Recently, a video started circulating that was supposed to emphasize “good news,” proving that the best of humanity really is good and it isn’t often talked about in the media. One article notes:


“It seems like everyday we can find a reason to be irritated or stressed. Finding the silver lining in today’s modern world can often be a challenge. People can be very rude and mean, but that’s not a reason to lose your faith in humanity! We are usually surrounded by bad news on radio and television. They never want to tell you anything positive. You will never wake up in the morning and hear: ‘Good morning, America! Today’s top story is an 85 year old woman who donates blood on a monthly basis! She has saved thousands of people with her donations.’”

The video (below) begins with a person on train tracks, looking like they are trying to taking their own standing there, until someone comes up and tackles them away from the danger before the train hits them. I wonder where the conductor on that train was, and who in the hell was capturing that footage?
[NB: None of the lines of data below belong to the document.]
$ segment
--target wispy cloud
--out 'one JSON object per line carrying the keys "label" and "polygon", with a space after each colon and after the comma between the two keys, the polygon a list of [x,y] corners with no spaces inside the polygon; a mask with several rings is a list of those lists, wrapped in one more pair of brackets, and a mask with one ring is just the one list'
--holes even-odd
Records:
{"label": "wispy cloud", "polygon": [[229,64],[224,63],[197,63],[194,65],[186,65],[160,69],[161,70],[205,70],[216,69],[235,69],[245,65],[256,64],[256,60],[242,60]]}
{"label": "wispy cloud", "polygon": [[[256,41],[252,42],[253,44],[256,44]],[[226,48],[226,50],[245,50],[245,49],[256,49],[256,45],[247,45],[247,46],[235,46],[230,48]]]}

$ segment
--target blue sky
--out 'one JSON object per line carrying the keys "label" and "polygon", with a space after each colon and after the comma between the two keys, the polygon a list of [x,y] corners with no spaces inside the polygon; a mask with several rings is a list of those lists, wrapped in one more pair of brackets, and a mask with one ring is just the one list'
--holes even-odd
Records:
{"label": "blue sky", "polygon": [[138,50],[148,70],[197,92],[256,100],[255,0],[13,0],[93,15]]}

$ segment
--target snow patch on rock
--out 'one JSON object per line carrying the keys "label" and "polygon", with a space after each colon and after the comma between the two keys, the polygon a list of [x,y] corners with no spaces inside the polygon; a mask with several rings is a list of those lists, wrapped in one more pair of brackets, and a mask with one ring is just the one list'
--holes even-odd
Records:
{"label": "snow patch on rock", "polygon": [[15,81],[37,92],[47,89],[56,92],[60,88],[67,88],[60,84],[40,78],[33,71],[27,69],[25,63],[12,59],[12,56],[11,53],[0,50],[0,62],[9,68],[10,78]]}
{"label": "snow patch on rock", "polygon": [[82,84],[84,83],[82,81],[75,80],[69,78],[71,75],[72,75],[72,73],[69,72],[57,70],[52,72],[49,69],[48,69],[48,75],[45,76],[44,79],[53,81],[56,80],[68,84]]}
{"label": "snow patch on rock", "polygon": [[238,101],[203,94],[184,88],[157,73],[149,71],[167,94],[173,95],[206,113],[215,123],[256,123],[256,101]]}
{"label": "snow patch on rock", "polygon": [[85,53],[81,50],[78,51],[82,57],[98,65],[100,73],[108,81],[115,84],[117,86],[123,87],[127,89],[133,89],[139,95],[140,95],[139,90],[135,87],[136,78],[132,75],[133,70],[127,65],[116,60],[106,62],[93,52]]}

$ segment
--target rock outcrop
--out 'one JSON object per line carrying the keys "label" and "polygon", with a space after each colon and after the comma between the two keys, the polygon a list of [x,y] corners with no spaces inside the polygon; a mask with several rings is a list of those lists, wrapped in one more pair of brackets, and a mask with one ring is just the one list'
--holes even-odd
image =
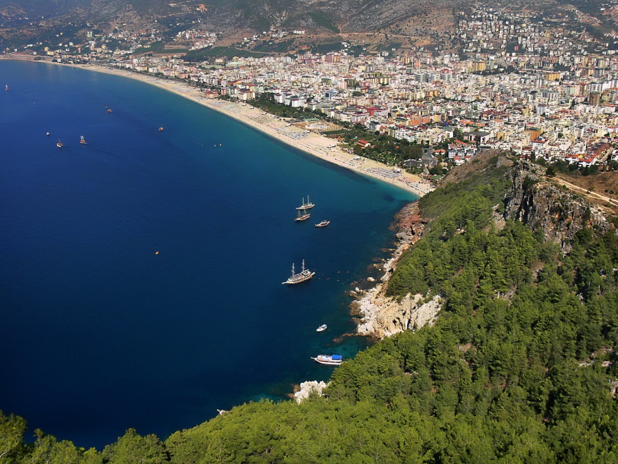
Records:
{"label": "rock outcrop", "polygon": [[398,300],[386,296],[385,291],[386,285],[380,284],[352,303],[352,307],[363,317],[356,327],[359,334],[383,338],[404,330],[420,329],[426,324],[431,325],[442,306],[439,296],[425,302],[422,295],[408,294]]}
{"label": "rock outcrop", "polygon": [[324,382],[309,380],[300,384],[300,390],[294,394],[294,399],[297,403],[300,403],[306,399],[312,393],[317,393],[318,396],[322,396],[322,390],[325,388],[328,384]]}
{"label": "rock outcrop", "polygon": [[367,290],[350,305],[352,312],[361,317],[356,327],[360,335],[383,338],[404,330],[419,329],[433,323],[442,307],[442,298],[439,296],[424,302],[422,295],[409,294],[401,300],[385,296],[388,280],[397,261],[424,232],[427,221],[418,212],[418,204],[414,202],[398,213],[396,236],[399,243],[391,259],[384,264],[382,283]]}
{"label": "rock outcrop", "polygon": [[592,227],[605,233],[612,227],[602,212],[578,195],[545,179],[545,168],[520,161],[512,170],[512,185],[505,200],[505,219],[520,221],[532,230],[540,229],[546,241],[571,247],[575,233]]}

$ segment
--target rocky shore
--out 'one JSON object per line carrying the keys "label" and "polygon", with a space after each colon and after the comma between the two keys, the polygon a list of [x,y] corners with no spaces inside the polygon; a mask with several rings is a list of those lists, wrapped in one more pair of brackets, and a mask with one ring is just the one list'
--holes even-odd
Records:
{"label": "rocky shore", "polygon": [[399,259],[404,252],[422,237],[427,223],[419,215],[416,201],[404,207],[396,219],[396,236],[399,241],[391,258],[382,266],[385,274],[381,282],[350,305],[352,313],[361,318],[356,327],[359,335],[383,338],[404,330],[420,329],[426,324],[433,324],[442,308],[439,296],[428,300],[420,294],[409,294],[400,300],[387,296],[388,281]]}

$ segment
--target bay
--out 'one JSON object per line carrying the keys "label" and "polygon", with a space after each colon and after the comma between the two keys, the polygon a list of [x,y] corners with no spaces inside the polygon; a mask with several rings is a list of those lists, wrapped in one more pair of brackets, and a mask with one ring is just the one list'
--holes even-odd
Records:
{"label": "bay", "polygon": [[0,410],[86,448],[164,439],[367,346],[341,338],[347,292],[411,194],[131,79],[0,60]]}

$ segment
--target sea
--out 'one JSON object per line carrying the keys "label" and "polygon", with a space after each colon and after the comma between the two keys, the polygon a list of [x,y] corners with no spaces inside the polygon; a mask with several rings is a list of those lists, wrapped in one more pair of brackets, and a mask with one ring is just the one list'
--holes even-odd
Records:
{"label": "sea", "polygon": [[349,292],[411,193],[126,77],[0,60],[0,410],[27,439],[165,439],[369,345]]}

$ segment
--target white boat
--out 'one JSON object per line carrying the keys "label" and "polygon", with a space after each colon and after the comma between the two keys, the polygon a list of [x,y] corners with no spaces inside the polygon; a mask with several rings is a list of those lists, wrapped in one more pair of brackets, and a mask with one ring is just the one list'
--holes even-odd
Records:
{"label": "white boat", "polygon": [[305,210],[299,210],[298,215],[296,217],[295,221],[304,221],[306,219],[308,219],[311,216],[308,212],[305,211]]}
{"label": "white boat", "polygon": [[282,284],[297,284],[300,283],[301,282],[304,282],[305,280],[308,280],[312,277],[315,275],[315,272],[312,271],[310,271],[308,269],[305,269],[305,260],[303,260],[303,268],[300,272],[297,274],[295,274],[294,272],[294,263],[292,263],[292,276],[288,278],[285,282],[282,282]]}
{"label": "white boat", "polygon": [[321,364],[328,366],[339,366],[343,361],[341,355],[318,355],[316,357],[311,359]]}
{"label": "white boat", "polygon": [[297,210],[308,210],[310,208],[313,208],[315,206],[311,201],[309,201],[309,195],[307,195],[307,203],[305,203],[305,199],[303,198],[303,205],[302,206],[299,206],[297,208]]}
(Image credit: Curiosidades 10)

Then, a man comes up behind another man with a knife to a woman’s throat, and does something to his arm to disable him.

(Image credit: Curiosidades 10)

The video features lots of rapidly playing clips, with the next one featuring a bizarre scene with a woman deciding at the last minute as a train arrives, to jump in front of the train that wasn’t even really moving fast enough to take her life (without it being extremely slow and agonizing).
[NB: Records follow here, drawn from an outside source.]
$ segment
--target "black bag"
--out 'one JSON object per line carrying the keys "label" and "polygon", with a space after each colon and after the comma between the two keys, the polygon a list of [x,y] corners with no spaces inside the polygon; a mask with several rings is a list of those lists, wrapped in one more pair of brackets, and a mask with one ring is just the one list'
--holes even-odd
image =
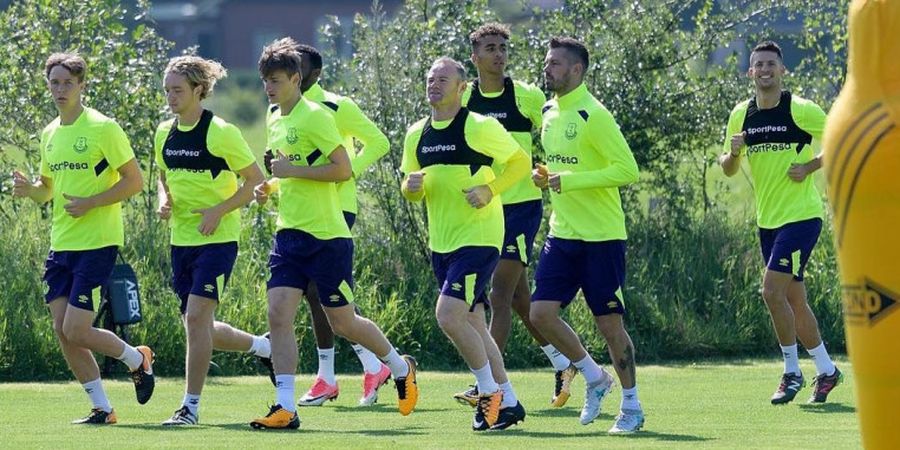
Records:
{"label": "black bag", "polygon": [[130,325],[141,321],[141,298],[137,276],[128,263],[122,261],[113,267],[106,285],[106,298],[112,311],[113,323]]}

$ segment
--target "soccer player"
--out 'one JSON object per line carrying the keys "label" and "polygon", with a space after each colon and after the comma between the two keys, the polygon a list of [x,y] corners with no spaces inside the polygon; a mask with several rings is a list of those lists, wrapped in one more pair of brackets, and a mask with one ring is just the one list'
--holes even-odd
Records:
{"label": "soccer player", "polygon": [[547,166],[538,166],[532,179],[550,189],[553,215],[535,272],[531,321],[581,371],[587,383],[581,424],[593,422],[613,378],[559,317],[581,289],[622,383],[621,409],[609,432],[632,433],[643,426],[644,413],[634,344],[622,321],[627,236],[619,187],[637,181],[638,167],[612,114],[584,85],[588,67],[584,44],[550,40],[544,77],[554,96],[541,130]]}
{"label": "soccer player", "polygon": [[138,403],[153,395],[153,352],[132,347],[93,327],[104,286],[125,242],[121,202],[141,191],[141,171],[128,137],[109,117],[81,103],[87,65],[54,53],[44,66],[59,116],[41,133],[41,174],[32,182],[13,173],[13,195],[53,200],[50,254],[44,264],[45,300],[69,368],[93,409],[78,424],[113,424],[116,413],[100,381],[92,351],[116,358],[131,372]]}
{"label": "soccer player", "polygon": [[[263,182],[241,131],[201,102],[227,75],[221,64],[197,56],[172,58],[163,86],[175,114],[156,130],[160,167],[159,216],[171,218],[172,288],[181,300],[187,335],[181,408],[163,425],[195,425],[213,348],[249,352],[271,371],[269,340],[215,320],[215,311],[237,258],[238,210]],[[243,178],[238,186],[237,177]],[[274,375],[272,375],[274,377]]]}
{"label": "soccer player", "polygon": [[[466,71],[443,57],[427,74],[431,115],[406,133],[403,196],[425,199],[428,244],[440,287],[438,325],[475,374],[472,428],[504,429],[525,418],[503,356],[484,320],[483,296],[503,243],[503,207],[494,197],[528,174],[528,155],[491,117],[462,107]],[[496,174],[494,162],[505,164]]]}
{"label": "soccer player", "polygon": [[844,325],[863,447],[896,448],[900,402],[900,2],[850,4],[847,81],[825,125]]}
{"label": "soccer player", "polygon": [[[350,158],[353,174],[349,180],[339,183],[337,189],[344,219],[352,230],[358,211],[356,178],[365,173],[366,169],[378,158],[387,154],[390,143],[387,136],[366,117],[352,99],[322,89],[322,86],[319,85],[319,76],[322,74],[322,55],[319,51],[304,44],[297,44],[296,49],[302,58],[300,91],[304,98],[323,106],[322,109],[332,113],[338,131],[344,139],[344,149]],[[356,150],[354,139],[362,143],[359,151]],[[309,303],[313,332],[316,335],[319,370],[316,381],[306,394],[300,397],[299,404],[301,406],[318,406],[325,403],[326,400],[336,399],[339,392],[334,375],[334,332],[328,325],[328,319],[319,303],[319,293],[315,283],[309,284],[306,301]],[[378,388],[390,380],[391,370],[374,353],[362,345],[357,343],[351,345],[365,372],[363,394],[359,399],[359,404],[369,406],[378,401]]]}
{"label": "soccer player", "polygon": [[[266,119],[267,145],[276,156],[272,174],[280,179],[278,232],[269,255],[269,329],[275,366],[276,404],[251,422],[254,428],[297,428],[294,404],[297,339],[294,318],[300,298],[314,282],[335,334],[374,352],[391,370],[400,414],[418,400],[416,361],[400,356],[377,325],[353,305],[353,239],[341,214],[336,183],[352,175],[350,158],[331,113],[300,91],[301,58],[285,38],[267,46],[259,60],[272,106]],[[256,190],[264,201],[269,186]]]}
{"label": "soccer player", "polygon": [[762,294],[784,355],[773,405],[792,401],[804,385],[798,337],[816,364],[810,402],[824,402],[842,380],[822,342],[803,283],[803,269],[822,230],[822,197],[809,175],[822,166],[812,142],[822,137],[825,113],[815,103],[782,91],[785,72],[778,44],[766,41],[753,48],[747,75],[755,95],[731,111],[719,157],[727,176],[740,170],[744,156],[750,163],[766,264]]}
{"label": "soccer player", "polygon": [[[531,158],[531,133],[541,127],[541,108],[546,101],[544,93],[533,85],[506,75],[509,28],[505,25],[484,24],[469,35],[469,42],[478,78],[463,94],[463,106],[469,111],[497,119]],[[502,165],[495,164],[494,169],[502,170]],[[528,318],[531,288],[527,268],[531,262],[534,237],[543,218],[541,198],[541,190],[528,177],[502,195],[505,232],[500,262],[491,279],[490,331],[502,353],[512,325],[512,310],[515,309],[528,333],[556,369],[556,384],[550,404],[562,407],[569,399],[569,386],[577,371],[565,355],[541,336]],[[454,397],[461,403],[474,406],[478,389],[473,387]]]}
So, a man dragged the suicidal woman up from the train platform and saved her life.

(Image credit: Curiosidades 10)

This is the video, a compilation of people being heroes.

Heróis da vida real

Dizem que o ser humano não se preocupa com o próximo. Que deixa de ajudar para filmar o outro morrer. Alguns são assim. Todos não.

Posted by Curiosidades 10 on Sunday, May 20, 2018

The next clip shows a man rushing to a car that is being submerged by water, struggling to open the doors and free the people in the car from possibly drowning. He pulls a woman straight out of the submerged car like a mad man, saving her life. He even saved her little white puppy.

Preventing people from taking their own lives really is a remarkable thing. Did you know a phenomenon exists where people instantly regret the action, they moment they attempt it?

One article documents the story of a man who jumped off the the famous Golden Gate bridge in 2000, and lived to tell the tale. According to the New York Post:

On Sept. 25, 2000, Kevin Hines, then 19, jumped off San Francisco’s Golden Gate Bridge. Amazingly, he lived, and fully recovered from injuries to his legs and spine. Now Hines, who when he leapt had recently been diagnosed with bipolar disorder, tells his story to at-risk groups around the nation, urging people to get treatment for mental illness and helping them realize that suicide is not the answer. His new memoir, “Cracked, Not Broken: Surviving and Thriving After a Suicide Attempt” (Rowman & Littlefield), out July 16, explains the moment he realized he didn’t want to die.

He explained that the exact moment he  jumped off the bridge, he was instantly overwhelmed with regret. The very instant he jumped.